Durante uma parte considerável de The Weather™, Mariana Tengner Barros dança num transe total enquanto o duo musical psicadélico Jesus K & the sicksicksicks vai desenhando uma torrente sonora pontuada por arabescos que agitam o corpo da bailarina e coreógrafa e o mantêm num rodopio imparável. Essa “viagem xamânica” torna-se tão intensa que Mariana chega a ter acessos de vómito, de tal forma se obriga a desaguar nesses territórios de alteração da percepção da realidade.

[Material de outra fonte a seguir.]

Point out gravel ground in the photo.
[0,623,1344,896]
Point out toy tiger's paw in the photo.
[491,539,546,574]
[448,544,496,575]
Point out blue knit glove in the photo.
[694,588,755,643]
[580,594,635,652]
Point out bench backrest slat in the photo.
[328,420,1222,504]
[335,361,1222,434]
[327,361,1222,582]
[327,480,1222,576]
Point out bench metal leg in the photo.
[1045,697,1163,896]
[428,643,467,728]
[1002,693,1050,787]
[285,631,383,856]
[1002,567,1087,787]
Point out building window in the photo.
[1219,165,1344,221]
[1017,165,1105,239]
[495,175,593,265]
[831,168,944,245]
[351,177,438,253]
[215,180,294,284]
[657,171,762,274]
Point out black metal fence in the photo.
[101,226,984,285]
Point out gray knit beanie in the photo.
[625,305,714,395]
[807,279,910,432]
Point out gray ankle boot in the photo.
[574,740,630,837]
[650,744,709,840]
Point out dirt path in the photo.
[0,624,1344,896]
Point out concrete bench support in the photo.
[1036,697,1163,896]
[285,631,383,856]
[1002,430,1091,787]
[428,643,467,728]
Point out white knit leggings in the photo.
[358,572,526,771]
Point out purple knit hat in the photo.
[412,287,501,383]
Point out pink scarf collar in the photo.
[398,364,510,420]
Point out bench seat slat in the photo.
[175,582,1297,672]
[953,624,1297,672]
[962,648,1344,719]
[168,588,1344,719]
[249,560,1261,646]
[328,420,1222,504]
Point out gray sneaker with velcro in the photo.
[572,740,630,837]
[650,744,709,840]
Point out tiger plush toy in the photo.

A ideia é a da fuga: para se escapar da alienação pelos media que crê anestesiar a sociedade em seu redor, procura uma outra forma de alienação, pedindo boleia a Kali, deusa hindu da criação e da destruição.

E essa alienação mediática que Mariana Tengner Barros tentará fintar no Negócio, Bairro Alto lisboeta, entre 25 e 27 de Fevereiro, está por todo o lado no palco, com projecções constantes, e por vezes simultâneas, das suas próprias recriações (feitas com o bailarino Luís Guerra) de um universo televisivo de concursos de talentos, reality-shows, noticiários e adivinhações meteorológicas para dentro do qual, acredita, mais de metade da população portuguesa é sugada todas as noites depois de terminadas as obrigações laborais.

Há um ano, quando começou a arquitectar este espectáculo-sátira que tem tanto de concerto quanto de performance e coreografia, Mariana queria partir de um caricatural talk-show com banda residente: um dueto com Luís Guerra, em que o bailarino participaria de modo virtual, brincando com “os arquétipos da televisão americana e a forma como os media, principalmente a televisão, manipulam a mente das pessoas”. Luís Guerra, projectado num ecrã, disputaria a atenção e a verdade com Mariana em carne e osso.

Aos poucos, The Weather™ ganhou vida própria, tornou-se menos talk-show e mais um turbilhão de elementos que sugerem, a cada segundo, a dispersão da atenção a que a contemporaneidade obriga – perfeita, considera a criadora, “para não se explorar nada em profundidade”.

E à medida que a peça avança, os duetos avançam uns atrás dos outros, entre real e virtual, entre Mariana e Elizabete Francisca – enquanto duas subdivisões de Kali –, entre a dança e a música, entre os intérpretes e o público (desafiado a abandonar o seu confortável e passivo assento na sala e a juntar-se a esta descontrolada espiral de referências), entre criação e destruição, entre tentativas de encontrar novos modelos de percepção da realidade e a rendição completa diante dos já conhecidos.

Recusando qualquer missão moralista, The Weather™ explica-se também pela realidade de Mariana estar “mais próxima de uma imagem lynchiana do que de uma telenovela”. “Os filmes de David Lynch e Kenneth Anger fazem-me entender melhor o sítio onde estamos do que uma coisa supostamente realista”, explica. “Isto é mesmo só um espelho daquilo que vejo, levado a um exagero quase mórbido e macabro”. Uma dança mórbida e macabra que pisca o olho às séries de zombies na TV, como se, em mais uma sarcástica mirada no espelho, se tratasse apenas de zombies a assistir a zombies.